El mosso investigado se enfrentaba a la acusación de la Fiscalía, que le atribuía un delito de apropiación indebida agravado y pedía que lo condenaran a una pena de 2 años y medio de prisión, el mismo tiempo de inhabilitación para el ejercicio de funciones policiales y el pago de 850 euros de responsabilidad civil. Todo por el hurto de un iPhone 12 y unos auriculares iPods que habrían sido sustraídos de una persona que había muerto en medio de una calle de Santa Coloma de Gramenet. El agente continúa en sus funciones y adscrito a la misma unidad, pero hoy ha tenido ganas de reivindicarse.

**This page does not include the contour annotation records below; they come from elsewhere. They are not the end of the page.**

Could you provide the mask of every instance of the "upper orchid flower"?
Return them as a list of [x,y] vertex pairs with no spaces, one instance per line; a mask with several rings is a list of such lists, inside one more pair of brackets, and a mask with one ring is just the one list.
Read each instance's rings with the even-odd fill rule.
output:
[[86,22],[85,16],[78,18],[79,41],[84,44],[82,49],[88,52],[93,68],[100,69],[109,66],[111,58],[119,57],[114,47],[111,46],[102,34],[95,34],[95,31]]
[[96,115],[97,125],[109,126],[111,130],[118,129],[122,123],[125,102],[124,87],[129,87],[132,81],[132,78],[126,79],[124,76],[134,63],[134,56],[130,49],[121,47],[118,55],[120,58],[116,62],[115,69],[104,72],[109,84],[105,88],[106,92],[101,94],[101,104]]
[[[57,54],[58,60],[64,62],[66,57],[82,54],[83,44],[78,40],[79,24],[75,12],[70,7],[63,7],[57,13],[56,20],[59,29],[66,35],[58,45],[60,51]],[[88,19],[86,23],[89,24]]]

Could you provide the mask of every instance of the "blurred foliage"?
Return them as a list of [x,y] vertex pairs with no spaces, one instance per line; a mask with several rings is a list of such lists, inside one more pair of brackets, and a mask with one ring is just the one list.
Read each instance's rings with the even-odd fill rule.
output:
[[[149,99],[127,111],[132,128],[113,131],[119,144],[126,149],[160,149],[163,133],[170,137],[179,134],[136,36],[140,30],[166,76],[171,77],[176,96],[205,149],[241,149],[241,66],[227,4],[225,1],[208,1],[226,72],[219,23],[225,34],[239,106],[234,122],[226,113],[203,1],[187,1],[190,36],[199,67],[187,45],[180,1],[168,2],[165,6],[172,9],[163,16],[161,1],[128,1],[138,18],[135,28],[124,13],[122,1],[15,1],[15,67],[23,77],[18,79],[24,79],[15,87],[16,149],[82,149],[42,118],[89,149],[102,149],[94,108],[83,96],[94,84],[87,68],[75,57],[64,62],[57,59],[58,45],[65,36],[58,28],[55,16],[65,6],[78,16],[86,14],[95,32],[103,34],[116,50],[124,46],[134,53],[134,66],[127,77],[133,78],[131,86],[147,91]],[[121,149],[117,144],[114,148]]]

Una defensa bien pensada del despacho de José María Fuster Fabra, que ha soportado con estoicismo la presión del tribunal, con una prueba pericial que nadie ha refutado en una investigación -tanto del supuesto hurto como de la muerte- que muestra las costuras del sistema de investigación de los Mossos, ha sido capaz de sorprender al tribunal en el momento de exponer el informe final. La clave ha sido que toda la acusación se basaba en indicios –el móvil y los auriculares inalámbricos supuestamente robados nunca han aparecido–, cuando el móvil se desconectó en Mataró, el acusado estaba en Granollers dentro de un vehículo policial. Además, la abogada ha sido lo suficientemente hábil para incorporar un concepto que ha añadido aún más dudas razonables en la acusación, el barrio de «mossolandia de Mataró».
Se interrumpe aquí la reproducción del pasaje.